Iphigenia: Are the Greek Tragedies Taught at Starfleet Academy?

The lesson of the impossible choices offered up by the gods in Greek tragedies is not how to find a clever solution. It is not how to weasel your way out of a contract. You can’t outsmart the gods. Thinking you can will truly only make it worse for you, and that you would even consider that in the first place is probably why you are in this unenviable position at all. You cannot alter your fate. But you CAN dictate the manner in which you meet it. In Seven Against Thebes, Eteocles knows that his brother Polyneices is going to lead the assault on one of the seven gates of Thebes, and he knows that he and his brother are fated to die at each other’s hands, so he deliberately takes over the defense of the gate his brother is attacking. Instead of trying to escape his destiny he sets the terms under which it will be fulfilled.
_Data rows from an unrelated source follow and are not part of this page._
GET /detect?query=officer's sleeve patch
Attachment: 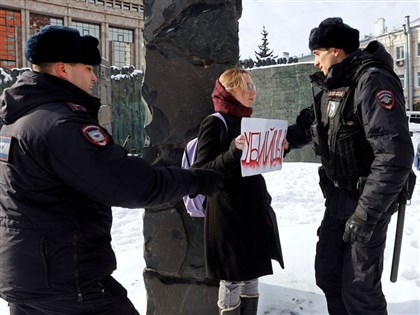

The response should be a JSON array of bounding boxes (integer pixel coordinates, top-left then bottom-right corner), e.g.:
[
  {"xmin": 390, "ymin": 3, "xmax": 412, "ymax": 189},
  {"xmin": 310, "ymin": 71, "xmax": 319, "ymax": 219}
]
[
  {"xmin": 81, "ymin": 125, "xmax": 109, "ymax": 146},
  {"xmin": 0, "ymin": 136, "xmax": 11, "ymax": 162},
  {"xmin": 375, "ymin": 90, "xmax": 395, "ymax": 110},
  {"xmin": 66, "ymin": 102, "xmax": 87, "ymax": 112}
]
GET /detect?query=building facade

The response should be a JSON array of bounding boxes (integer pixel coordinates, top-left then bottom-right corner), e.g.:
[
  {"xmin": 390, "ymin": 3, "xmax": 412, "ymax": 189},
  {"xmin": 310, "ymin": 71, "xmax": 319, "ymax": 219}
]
[
  {"xmin": 0, "ymin": 0, "xmax": 144, "ymax": 69},
  {"xmin": 360, "ymin": 16, "xmax": 420, "ymax": 111}
]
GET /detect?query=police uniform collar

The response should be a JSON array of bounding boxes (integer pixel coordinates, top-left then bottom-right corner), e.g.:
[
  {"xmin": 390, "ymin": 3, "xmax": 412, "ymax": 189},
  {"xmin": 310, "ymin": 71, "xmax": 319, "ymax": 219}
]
[{"xmin": 322, "ymin": 49, "xmax": 361, "ymax": 89}]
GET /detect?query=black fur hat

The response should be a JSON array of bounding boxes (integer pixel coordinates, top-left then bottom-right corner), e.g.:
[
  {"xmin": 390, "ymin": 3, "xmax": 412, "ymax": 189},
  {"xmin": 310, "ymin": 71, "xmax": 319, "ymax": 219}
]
[
  {"xmin": 25, "ymin": 25, "xmax": 101, "ymax": 66},
  {"xmin": 308, "ymin": 17, "xmax": 359, "ymax": 53}
]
In the basis for our story, Agamemnon’s impossible choice on Aulis at the onset of the Trojan War is: Kill his daughter, fulfilling his familial curse, incurring the pollution of kin-slaughter, and infuriating his wife, but sail to Troy at the head of the greatest army in history. Or spare her, and by so doing, betray his brother Menelaus and break his oath to Tyndareus and all of Helen’s suitors, earn a reputation for faithlessness, and then be forced to watch Odysseus assume command of the expedition and sacrifice his daughter anyway. And possibly be killed himself for violating a sacred pact. Similarly, Iphigenia’s choices, such as they are, are: beg and plead and resist the sacrificial knife, forcing her father to drag her to the altar, or accept her fate and try to find meaning or significance in it. There are no ‘good’ options in this position. There isn’t even a ‘less bad’ option. All that can be done is find a way to come to terms with the inevitable.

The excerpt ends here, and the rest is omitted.